The author of this charming bilingual memoir is the daughter of one of Mexico’s most famous artists, Diego Rivera. All the illustrations are reproductions of his work. His daughter, quite accomplished in her own right, explains some of the pictures painted by her father (who died in 1957), many of which featured her and her family.

mypapadiegoandme

For example, here is her description of a picture of her childhood friend Ignacio Sanchez:

“Do you see Ignacio’s short hair and his overalls? When I was little, my father liked to keep my hair and my sister’s hair very short, and he dressed us in pants. In fact, we looked a lot like Ignacio Sanchez in this painting.”

Retrato del nino Ignacio Sanchez, 1927

Portrait of Ignacio Sanchez

She explains about the culture of Mexico and family life, again using pictures by her father to illustrate. She speaks of her father’s commitment to justice and equality, integrating history lessons into her own family memories:

“One of my father’s first jobs was to create murals for the Secretariat of Public Education in Mexico. He painted this mural in the main building of that institution.

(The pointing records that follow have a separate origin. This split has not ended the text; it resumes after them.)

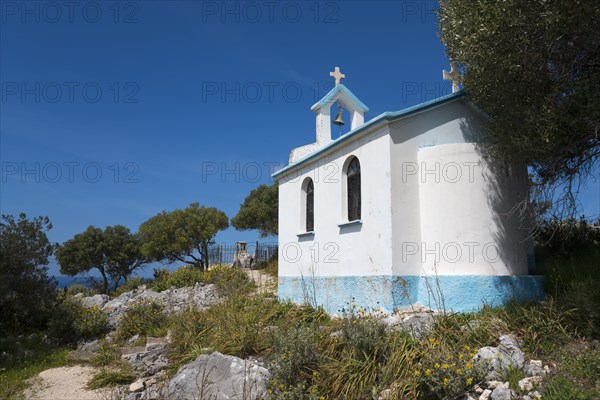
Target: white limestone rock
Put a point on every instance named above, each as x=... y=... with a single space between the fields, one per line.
x=219 y=377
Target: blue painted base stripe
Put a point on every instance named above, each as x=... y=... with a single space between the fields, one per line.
x=456 y=293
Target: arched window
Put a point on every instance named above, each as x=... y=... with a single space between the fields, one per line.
x=310 y=207
x=353 y=186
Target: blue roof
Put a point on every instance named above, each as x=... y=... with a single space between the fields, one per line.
x=380 y=119
x=329 y=96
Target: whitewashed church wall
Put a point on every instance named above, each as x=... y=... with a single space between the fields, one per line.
x=352 y=250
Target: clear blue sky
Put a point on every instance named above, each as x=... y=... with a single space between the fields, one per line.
x=114 y=111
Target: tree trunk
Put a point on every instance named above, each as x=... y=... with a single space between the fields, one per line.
x=104 y=280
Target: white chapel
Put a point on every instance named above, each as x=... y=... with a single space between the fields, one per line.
x=401 y=210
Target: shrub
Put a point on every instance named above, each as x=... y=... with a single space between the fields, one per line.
x=241 y=326
x=131 y=284
x=354 y=356
x=361 y=329
x=72 y=321
x=145 y=317
x=446 y=370
x=295 y=356
x=560 y=388
x=184 y=276
x=77 y=288
x=90 y=322
x=229 y=280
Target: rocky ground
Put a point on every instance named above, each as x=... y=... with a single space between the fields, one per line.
x=223 y=377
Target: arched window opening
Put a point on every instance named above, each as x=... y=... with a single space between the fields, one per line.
x=353 y=185
x=310 y=207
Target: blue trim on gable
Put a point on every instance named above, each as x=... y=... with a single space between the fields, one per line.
x=338 y=88
x=388 y=116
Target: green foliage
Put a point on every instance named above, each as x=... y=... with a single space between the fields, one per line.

The teacher holds a book in her hand. She is teaching a group of people, young and old, out in the countryside. When I was a girl, the majority of people in Mexico lived out in the country, and they often didn’t have even the basic things they needed to live. These conditions eventually led to the Mexican Revolution, when the people fought to change their government. My father believed in the Revolution, and he taught me to always stand up for my beliefs.”

Diego Rivera, who wrote that “If the artist can’t feel everything that humanity feels, if the artist isn’t capable of loving until he forgets himself and sacrifices himself if necessary, if he won’t put down his magic brush and head the fight against the oppressor, then he isn’t a great artist.”

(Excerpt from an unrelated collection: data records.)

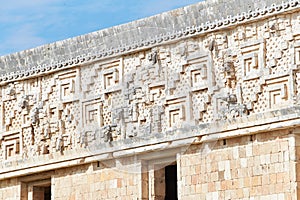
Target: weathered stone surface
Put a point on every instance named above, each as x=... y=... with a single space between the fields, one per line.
x=220 y=100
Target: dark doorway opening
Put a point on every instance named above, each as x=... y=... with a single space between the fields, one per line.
x=171 y=182
x=42 y=192
x=47 y=193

Diego Rivera, who wrote that “If the artist can’t feel everything that humanity feels, if the artist isn’t capable of loving until he forgets himself and sacrifices himself if necessary, if he won’t put down his magic brush and head the fight against the oppressor, then he isn’t a great artist.”

At the back of the book, there are artwork credits, reproductions of real photos of the author and her family, and short biographies of Dr. Marin and her father.

Evaluation: This warm and informative book is a great way to introduce young children to the many ways in which art serves as a form of communication.

Rating: 3.5/5

Published by Children’s Book Press, 2009

Note: The author was not the daughter of Frida Kahlo (who was Rivera’s third wife) but rather of Rivera’s second wife, Guadalupe Marin.

Portrait of Guadalupe Marin, 1938

Portrait of Guadalupe Marin, 1938

Frida Kahlo and the author's mother,  Guadalupe Marin, onetime wife of Diego Rivera (not included in the book)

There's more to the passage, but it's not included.